Mefford Joel, Smullen Molly, Zhang Felix, Sadowski Michal, Border Richard, Dahl Andy, Flint Jonathan, Zaitlen Noah
Semel Institute for Neuroscience and Human Behavior, University of California, Los Angeles, Los Angeles, CA, USA.
Chan Medical School, University of Massachusetts, Worcester, MA, USA.
Am J Hum Genet. 2025 Jun 5;112(6):1363-1375. doi: 10.1016/j.ajhg.2025.04.013.
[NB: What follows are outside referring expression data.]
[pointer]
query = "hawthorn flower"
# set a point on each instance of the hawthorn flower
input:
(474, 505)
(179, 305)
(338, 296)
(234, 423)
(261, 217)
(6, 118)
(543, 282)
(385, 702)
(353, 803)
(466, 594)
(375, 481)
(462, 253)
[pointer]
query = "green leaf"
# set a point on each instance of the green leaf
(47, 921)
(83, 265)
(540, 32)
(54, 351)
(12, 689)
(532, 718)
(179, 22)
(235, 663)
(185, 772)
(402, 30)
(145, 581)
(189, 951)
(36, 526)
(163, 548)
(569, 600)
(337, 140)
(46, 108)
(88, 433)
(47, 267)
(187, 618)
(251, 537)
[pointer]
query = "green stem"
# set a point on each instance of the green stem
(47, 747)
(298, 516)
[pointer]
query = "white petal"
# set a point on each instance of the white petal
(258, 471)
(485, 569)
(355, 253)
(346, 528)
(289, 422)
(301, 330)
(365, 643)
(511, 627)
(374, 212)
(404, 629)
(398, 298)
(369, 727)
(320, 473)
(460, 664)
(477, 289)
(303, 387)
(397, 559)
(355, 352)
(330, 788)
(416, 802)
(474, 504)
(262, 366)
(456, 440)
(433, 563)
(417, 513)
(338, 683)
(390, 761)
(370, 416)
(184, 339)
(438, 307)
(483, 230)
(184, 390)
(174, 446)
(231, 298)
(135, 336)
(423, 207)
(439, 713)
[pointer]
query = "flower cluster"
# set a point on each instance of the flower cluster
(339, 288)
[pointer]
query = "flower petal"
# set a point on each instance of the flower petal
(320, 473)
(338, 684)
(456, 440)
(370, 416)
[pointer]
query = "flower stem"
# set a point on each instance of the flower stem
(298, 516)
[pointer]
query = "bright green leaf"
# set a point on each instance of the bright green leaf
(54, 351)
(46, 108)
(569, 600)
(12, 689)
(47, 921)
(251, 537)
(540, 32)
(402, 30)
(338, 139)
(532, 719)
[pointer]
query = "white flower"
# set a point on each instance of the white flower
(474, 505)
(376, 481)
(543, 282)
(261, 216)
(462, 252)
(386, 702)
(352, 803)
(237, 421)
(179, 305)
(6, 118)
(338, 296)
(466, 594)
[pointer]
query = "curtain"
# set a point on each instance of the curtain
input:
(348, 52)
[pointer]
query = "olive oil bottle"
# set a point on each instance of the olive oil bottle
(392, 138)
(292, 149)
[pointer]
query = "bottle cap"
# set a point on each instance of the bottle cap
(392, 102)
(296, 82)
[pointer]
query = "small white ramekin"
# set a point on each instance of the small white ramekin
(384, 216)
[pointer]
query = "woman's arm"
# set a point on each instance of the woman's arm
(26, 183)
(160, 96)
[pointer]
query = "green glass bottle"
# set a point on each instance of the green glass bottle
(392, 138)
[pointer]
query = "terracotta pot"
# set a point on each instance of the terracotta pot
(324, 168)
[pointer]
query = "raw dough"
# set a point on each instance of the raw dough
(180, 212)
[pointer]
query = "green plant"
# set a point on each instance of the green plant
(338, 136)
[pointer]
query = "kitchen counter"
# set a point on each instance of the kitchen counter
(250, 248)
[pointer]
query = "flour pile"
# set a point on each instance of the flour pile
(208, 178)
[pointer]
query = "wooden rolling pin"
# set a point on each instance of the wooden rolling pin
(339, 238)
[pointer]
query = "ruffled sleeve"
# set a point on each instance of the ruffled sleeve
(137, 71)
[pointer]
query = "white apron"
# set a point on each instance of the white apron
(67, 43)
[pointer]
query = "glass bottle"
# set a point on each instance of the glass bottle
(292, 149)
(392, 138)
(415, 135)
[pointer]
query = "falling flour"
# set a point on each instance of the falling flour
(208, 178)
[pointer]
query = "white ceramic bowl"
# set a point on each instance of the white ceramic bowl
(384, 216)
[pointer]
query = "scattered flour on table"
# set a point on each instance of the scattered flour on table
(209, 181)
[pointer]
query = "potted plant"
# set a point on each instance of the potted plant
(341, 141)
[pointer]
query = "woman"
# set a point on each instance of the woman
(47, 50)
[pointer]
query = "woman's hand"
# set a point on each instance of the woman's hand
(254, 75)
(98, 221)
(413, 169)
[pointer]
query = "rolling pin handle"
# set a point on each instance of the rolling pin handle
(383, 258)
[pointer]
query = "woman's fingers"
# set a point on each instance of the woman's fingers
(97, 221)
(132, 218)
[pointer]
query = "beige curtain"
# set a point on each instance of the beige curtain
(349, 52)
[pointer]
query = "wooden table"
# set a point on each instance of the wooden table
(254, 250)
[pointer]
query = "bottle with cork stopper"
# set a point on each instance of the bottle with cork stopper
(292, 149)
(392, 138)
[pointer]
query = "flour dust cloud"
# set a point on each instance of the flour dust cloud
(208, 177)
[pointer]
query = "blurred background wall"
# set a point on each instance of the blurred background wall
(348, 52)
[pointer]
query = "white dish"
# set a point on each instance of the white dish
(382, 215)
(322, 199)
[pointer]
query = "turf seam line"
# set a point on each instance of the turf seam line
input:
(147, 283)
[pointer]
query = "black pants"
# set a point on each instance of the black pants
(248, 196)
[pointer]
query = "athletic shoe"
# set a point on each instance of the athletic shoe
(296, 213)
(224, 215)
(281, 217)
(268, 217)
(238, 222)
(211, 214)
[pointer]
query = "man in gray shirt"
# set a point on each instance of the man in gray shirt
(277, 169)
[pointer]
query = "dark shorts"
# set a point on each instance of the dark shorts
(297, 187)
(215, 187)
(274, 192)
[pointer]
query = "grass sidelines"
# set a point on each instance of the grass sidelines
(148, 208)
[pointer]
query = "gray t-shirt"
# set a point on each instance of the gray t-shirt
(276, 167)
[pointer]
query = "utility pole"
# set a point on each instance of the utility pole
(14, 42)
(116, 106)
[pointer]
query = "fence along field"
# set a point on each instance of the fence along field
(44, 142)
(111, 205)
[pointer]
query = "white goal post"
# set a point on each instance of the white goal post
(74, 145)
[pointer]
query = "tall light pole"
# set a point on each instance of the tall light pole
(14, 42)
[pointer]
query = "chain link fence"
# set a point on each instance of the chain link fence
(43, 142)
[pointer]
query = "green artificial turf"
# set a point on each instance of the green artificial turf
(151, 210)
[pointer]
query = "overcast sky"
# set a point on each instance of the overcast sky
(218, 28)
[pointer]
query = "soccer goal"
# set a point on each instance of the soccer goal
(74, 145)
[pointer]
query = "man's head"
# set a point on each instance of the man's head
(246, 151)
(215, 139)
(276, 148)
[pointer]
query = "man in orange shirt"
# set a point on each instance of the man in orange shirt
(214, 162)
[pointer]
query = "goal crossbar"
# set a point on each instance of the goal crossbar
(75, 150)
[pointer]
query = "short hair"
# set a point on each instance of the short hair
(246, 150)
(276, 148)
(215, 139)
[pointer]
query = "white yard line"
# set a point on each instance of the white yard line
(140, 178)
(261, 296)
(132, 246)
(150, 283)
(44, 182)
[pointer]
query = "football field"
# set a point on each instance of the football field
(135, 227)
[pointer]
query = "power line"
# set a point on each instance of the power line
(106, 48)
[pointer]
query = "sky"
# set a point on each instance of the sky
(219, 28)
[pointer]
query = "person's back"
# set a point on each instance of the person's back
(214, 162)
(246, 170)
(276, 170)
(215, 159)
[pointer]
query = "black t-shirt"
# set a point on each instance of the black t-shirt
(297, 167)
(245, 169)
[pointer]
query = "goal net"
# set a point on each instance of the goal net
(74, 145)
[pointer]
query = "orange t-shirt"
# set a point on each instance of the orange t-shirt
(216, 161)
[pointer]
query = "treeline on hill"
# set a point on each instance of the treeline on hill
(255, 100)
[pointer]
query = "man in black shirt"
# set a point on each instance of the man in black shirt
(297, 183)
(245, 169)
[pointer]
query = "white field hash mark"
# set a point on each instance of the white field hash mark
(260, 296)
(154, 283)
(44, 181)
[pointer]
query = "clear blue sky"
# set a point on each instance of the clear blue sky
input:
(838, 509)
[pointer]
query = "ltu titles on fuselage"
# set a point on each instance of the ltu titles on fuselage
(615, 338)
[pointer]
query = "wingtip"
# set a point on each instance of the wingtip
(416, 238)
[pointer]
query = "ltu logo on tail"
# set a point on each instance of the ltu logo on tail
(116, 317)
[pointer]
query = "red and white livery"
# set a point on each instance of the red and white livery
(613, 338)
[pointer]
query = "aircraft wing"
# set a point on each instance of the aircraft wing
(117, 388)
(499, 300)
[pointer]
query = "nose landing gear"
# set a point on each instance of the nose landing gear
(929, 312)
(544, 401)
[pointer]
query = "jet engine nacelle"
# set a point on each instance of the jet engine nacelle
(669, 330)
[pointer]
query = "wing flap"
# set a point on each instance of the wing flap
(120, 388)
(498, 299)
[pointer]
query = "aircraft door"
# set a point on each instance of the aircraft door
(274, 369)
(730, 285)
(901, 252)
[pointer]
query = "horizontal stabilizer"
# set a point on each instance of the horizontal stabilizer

Polygenic scores (PGSs) are genetic predictions of trait values or disease risk that are increasingly finding applications in clinical predictive models and basic genetics research. However, the predictive value of a PGS can vary within similar population groups, depending on characteristics such as the environmental exposures, sex, age, or socioeconomic status of the individuals. To maximize the value of a PGS, approaches to screen trait-PGS pairs for evidence of such heterogeneity without having to specify the relevant exposure or individual characteristics would be useful. Here, in analyses from the UK Biobank, we show that a PGS's predictive accuracy depends on the quantile of the phenotypic distribution to which the PGS is being applied. We quantify differences in predictive value across the phenotypic range using quantile regression linear models to estimate quantile-specific effect sizes for linear models of phenotype values as a function of PGS. Of 25 continuous traits, only three have no quantile-specific effect sizes that varied by at least 1.2-fold from the ordinary least squares estimate. Through simulation, we demonstrate that this heterogeneity of PGS predictive value can arise from gene-by-environment interactions. Our approach can be used to flag traits where the use of PGSs warrants extra caution, and perhaps stratification variables should be sought and used because PGSs perform substantially differently in portions of the sampled population than expected from quoted predictive R or incremental R values that represent average performance across a dataset.
多基因分数(PGS)是对性状值或疾病风险的遗传预测,越来越多地应用于临床预测模型和基础遗传学研究。然而,PGS的预测价值在相似人群组中可能会有所不同,这取决于个体的环境暴露、性别、年龄或社会经济地位等特征。为了最大化PGS的价值,筛选性状-PGS对以寻找这种异质性证据而无需指定相关暴露或个体特征的方法将很有用。在此,在英国生物银行的分析中,我们表明PGS的预测准确性取决于应用PGS的表型分布分位数。我们使用分位数回归线性模型来估计表型值线性模型的分位数特定效应大小,以此作为PGS的函数,从而量化整个表型范围内预测价值的差异。在25个连续性状中,只有三个没有分位数特定效应大小,其与普通最小二乘估计的差异至少为1.2倍。通过模拟,我们证明PGS预测价值的这种异质性可能源于基因-环境相互作用。我们的方法可用于标记那些使用PGS需要格外谨慎的性状,也许应该寻找并使用分层变量,因为PGS在抽样人群的某些部分中的表现与代表数据集平均表现的引用预测R或增量R值所预期的有很大不同。